Libya threatens to bomb North Korean tanker buying oil from Young rebel leader Abb-Rabbo

Mar. 10, 2014

Libya has threatened to bomb a North Korean-flagged tanker if it tries to ship oil from a rebel-controlled port, in a serious escalation of a standoff over the country’s petroleum wealth.

The rebels, who have seized three major Libyan ports since August to press their demands for more autonomy, warned Tripoli against staging an attack to halt the oil sale after the tanker docked at Es Sider terminal, one of the country’s biggest. The vessel started loading crude late at night, oil officials said.

The government is struggling to control militias that helped topple Muammar Gaddafi in 2011 but kept their weapons and now challenge state authority.

A local television station controlled by protesters showed footage of pro-autonomy rebels holding a lengthy ceremony and slaughtering a camel to celebrate their first oil shipment. In the distance stood a tanker. The station said the ceremony took place in Es Sider.

Prime minister Ali Zeidan appeared on television to warn the tanker’s crew. “The tanker will be bombed if it doesn’t follow orders when leaving [the port]. This will be an environmental disaster.”

He denounced the attempt to load oil as a criminal act.
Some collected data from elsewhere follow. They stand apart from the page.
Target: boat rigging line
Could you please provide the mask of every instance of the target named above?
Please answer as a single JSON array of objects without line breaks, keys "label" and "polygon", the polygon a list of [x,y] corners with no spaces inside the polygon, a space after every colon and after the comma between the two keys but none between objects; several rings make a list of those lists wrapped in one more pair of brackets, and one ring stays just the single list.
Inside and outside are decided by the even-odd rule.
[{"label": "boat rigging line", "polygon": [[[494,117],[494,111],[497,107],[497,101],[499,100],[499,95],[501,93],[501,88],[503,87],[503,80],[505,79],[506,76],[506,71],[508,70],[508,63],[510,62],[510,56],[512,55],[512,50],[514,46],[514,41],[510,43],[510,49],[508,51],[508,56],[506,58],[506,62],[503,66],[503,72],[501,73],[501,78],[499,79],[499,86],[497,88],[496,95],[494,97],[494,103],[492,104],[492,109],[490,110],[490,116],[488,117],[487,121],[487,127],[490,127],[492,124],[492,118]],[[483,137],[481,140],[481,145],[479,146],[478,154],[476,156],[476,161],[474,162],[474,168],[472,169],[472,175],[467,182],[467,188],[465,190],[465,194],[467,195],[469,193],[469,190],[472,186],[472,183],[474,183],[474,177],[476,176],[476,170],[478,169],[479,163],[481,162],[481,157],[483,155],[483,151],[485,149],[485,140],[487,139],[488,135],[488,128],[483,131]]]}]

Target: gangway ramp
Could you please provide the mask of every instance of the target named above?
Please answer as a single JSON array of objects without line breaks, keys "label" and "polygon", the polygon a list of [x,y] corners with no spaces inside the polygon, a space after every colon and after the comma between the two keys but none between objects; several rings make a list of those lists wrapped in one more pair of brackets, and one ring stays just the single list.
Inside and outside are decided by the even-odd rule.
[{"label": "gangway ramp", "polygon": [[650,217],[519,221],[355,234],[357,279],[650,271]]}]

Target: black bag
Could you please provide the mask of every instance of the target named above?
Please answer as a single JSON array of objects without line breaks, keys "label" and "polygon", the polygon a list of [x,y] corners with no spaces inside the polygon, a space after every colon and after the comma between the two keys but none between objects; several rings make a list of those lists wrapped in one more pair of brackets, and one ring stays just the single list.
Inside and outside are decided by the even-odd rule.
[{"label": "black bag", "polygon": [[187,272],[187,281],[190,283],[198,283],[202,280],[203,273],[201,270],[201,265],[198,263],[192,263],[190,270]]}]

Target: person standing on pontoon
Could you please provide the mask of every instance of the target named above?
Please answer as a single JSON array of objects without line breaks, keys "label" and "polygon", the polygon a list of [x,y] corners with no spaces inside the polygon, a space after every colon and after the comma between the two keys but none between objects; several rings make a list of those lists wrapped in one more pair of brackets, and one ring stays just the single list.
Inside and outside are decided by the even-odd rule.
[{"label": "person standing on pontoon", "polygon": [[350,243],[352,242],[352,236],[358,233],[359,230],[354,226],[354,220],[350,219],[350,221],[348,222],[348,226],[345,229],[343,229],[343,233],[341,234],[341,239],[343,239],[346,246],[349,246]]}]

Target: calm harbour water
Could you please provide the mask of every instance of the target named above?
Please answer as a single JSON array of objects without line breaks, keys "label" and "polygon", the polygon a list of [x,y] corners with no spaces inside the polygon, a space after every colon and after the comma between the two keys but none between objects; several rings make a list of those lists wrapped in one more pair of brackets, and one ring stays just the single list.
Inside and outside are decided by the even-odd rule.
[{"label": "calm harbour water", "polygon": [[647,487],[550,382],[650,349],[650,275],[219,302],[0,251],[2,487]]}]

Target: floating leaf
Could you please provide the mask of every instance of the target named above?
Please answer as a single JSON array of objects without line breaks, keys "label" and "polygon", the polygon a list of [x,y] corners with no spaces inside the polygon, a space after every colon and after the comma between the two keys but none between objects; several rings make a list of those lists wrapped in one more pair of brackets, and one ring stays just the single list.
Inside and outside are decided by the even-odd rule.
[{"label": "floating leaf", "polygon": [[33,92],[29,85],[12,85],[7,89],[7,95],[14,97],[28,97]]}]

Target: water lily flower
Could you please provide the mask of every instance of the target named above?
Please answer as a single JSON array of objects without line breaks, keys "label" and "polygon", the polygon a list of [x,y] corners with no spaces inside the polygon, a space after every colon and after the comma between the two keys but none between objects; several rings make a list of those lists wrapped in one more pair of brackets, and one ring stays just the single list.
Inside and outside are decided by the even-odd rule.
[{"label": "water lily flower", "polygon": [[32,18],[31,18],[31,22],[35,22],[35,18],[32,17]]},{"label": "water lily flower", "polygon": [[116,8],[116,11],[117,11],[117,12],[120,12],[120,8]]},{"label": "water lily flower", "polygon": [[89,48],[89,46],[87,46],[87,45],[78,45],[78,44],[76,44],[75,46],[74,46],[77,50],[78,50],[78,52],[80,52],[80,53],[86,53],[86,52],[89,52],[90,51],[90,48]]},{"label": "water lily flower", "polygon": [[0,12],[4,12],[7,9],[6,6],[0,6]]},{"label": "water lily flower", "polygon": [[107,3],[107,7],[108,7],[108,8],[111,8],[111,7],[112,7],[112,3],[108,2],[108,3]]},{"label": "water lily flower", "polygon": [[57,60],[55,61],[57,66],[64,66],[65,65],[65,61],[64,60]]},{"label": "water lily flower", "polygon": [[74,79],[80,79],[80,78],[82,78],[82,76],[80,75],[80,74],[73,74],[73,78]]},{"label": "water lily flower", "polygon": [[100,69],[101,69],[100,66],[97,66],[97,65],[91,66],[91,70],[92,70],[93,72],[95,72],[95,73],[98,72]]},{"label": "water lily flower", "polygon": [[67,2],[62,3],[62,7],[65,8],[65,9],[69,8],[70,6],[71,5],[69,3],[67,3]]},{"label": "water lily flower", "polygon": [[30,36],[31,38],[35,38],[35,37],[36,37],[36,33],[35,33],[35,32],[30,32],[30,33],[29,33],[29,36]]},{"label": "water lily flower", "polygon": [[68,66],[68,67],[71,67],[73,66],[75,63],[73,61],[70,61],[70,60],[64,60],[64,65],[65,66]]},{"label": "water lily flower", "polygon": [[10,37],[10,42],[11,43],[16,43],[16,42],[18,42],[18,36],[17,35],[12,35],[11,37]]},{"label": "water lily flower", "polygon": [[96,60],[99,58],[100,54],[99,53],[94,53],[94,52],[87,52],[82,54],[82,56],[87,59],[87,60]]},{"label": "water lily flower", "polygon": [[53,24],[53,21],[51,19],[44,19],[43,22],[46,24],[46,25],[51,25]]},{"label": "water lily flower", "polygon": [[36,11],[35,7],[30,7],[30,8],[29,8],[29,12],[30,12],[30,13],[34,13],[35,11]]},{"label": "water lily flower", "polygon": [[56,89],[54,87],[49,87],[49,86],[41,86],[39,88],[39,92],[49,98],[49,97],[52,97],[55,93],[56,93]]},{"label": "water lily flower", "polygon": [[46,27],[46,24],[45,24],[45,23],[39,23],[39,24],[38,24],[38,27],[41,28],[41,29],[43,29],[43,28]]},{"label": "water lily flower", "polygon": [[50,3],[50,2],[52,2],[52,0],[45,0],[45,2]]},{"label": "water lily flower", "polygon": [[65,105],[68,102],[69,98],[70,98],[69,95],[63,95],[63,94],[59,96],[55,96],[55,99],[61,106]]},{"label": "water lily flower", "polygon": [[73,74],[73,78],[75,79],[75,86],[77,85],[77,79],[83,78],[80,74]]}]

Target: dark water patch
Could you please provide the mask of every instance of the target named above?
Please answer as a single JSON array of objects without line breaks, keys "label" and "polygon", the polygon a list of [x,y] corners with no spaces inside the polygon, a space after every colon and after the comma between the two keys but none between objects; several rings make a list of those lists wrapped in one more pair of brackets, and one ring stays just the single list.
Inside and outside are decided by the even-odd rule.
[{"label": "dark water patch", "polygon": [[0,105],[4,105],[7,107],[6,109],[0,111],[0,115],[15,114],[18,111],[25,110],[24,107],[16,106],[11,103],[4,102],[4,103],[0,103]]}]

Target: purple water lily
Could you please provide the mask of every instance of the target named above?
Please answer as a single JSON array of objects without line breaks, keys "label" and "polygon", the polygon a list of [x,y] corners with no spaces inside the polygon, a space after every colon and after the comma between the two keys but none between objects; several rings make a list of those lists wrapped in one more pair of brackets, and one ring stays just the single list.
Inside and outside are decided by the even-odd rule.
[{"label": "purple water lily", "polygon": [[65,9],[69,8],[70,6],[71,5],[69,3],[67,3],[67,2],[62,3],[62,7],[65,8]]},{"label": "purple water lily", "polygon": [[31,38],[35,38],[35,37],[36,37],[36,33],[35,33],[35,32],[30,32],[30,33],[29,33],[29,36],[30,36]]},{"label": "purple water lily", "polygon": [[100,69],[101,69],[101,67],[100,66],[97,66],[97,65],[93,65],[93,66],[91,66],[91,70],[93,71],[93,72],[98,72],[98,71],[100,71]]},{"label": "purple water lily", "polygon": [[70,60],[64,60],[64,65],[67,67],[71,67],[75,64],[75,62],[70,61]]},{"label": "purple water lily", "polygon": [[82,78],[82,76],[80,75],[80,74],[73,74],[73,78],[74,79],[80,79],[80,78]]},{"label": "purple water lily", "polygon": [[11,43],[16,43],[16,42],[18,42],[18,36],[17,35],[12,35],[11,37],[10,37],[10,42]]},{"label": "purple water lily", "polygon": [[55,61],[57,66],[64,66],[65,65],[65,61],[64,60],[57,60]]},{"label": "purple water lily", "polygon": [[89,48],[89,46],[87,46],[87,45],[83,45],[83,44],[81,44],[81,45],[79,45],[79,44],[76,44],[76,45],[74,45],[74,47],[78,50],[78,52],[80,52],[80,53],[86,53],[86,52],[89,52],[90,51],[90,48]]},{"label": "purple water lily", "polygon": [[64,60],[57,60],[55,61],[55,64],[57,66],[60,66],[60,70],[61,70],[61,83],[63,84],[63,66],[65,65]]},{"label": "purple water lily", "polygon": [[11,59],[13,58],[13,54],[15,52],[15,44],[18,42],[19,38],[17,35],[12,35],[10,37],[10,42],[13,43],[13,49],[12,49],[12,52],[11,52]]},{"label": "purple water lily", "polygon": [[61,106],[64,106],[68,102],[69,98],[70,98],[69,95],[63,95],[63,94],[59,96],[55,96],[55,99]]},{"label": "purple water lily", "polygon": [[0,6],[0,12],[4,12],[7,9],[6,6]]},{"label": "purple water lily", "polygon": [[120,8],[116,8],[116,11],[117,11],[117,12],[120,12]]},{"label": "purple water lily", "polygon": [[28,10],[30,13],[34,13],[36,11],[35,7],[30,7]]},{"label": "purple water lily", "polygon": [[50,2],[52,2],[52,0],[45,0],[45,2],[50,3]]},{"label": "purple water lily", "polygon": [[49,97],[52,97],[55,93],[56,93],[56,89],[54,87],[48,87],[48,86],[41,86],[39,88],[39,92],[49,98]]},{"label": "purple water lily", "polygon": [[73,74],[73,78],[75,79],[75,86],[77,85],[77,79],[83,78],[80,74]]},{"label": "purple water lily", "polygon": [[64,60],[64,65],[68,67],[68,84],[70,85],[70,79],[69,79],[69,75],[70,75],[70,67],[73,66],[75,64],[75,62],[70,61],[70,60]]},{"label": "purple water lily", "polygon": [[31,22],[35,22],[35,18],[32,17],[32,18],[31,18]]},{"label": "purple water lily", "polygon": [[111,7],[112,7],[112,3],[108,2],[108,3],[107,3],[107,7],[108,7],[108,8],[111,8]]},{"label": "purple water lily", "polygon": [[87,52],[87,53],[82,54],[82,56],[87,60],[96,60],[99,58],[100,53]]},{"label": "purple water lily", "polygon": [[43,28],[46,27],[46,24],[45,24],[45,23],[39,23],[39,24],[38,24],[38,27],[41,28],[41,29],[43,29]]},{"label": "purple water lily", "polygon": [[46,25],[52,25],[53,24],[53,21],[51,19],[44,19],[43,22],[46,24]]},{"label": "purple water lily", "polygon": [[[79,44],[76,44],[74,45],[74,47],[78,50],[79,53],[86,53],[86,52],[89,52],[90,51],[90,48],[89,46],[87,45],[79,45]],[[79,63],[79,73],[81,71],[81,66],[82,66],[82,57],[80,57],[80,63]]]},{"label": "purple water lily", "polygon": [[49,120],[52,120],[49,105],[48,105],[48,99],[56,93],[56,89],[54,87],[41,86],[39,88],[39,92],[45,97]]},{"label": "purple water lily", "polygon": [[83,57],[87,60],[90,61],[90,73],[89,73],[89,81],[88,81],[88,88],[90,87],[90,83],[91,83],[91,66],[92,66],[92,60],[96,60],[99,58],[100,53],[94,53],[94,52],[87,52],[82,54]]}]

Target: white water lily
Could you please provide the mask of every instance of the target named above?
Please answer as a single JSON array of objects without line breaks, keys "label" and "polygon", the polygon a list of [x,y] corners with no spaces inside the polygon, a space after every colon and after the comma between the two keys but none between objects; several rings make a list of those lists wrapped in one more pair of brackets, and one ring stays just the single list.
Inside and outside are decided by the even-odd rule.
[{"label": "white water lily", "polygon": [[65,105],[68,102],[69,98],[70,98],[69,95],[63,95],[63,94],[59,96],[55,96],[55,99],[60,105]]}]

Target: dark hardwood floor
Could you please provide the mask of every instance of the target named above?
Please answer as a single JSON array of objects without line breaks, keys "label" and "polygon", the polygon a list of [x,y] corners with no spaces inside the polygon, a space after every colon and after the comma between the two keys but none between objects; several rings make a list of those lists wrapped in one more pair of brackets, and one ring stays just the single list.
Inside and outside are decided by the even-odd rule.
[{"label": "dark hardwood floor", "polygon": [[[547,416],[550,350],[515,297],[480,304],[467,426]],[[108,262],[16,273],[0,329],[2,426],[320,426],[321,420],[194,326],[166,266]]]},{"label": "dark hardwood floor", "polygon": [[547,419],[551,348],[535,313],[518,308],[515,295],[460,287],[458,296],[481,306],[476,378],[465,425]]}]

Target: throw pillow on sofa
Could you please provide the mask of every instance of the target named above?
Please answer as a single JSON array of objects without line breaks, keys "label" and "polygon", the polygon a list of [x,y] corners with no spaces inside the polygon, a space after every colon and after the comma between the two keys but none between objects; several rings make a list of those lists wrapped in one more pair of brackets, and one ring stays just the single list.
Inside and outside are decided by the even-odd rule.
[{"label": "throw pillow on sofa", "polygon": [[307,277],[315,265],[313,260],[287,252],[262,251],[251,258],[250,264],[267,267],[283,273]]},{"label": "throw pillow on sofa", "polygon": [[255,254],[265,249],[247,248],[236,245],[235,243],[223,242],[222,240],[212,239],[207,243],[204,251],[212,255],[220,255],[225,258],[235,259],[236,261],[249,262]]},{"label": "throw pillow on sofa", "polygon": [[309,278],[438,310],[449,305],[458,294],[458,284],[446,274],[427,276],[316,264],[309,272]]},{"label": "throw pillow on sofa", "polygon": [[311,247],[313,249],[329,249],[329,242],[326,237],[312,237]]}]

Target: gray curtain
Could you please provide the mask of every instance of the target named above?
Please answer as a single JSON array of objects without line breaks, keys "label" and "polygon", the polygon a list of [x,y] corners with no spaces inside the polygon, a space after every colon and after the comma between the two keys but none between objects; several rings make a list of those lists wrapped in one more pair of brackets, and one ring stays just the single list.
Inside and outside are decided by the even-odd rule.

Authorities have ordered the arrest of the tanker’s crew.

There was no immediate sign of the country’s armed forces moving toward the port. Analysts say the military, still in training, would struggle to overcome rebels battle-hardened from the eight-month uprising against Gaddafi.

Zeidan acknowledged the army had failed to implement his orders last week to stop the protesters sending reinforcements from their base in Ajdabiyah, west of the regional capital Benghazi, to Es Sider.

“Nothing was done,” Zeidan said, adding that political opponents in parliament were obstructing his government. He said North Korea had asked the ship’s captain to sail away from the port but armed protesters had prevented that.

Abb-Rabbo Albarassi, the eastern autonomy movement’s self-declared prime minister, said Zeidan’s government had failed to meet its demands to share oil wealth, to investigate oil corruption and to grant regional autonomy.

“We tried to reach a deal with the government, but they and parliament … were too busy with themselves and didn’t even discuss our demands,” he said at the televised ceremony. “If anyone attacks, we will respond to that.”

A successful independent oil shipment would be a blow to the government. Tripoli had said earlier it would destroy tankers trying to buy oil from Ibrahim Jathran, a former anti-Gaddafi rebel who seized the port and two others with thousands of his men in August.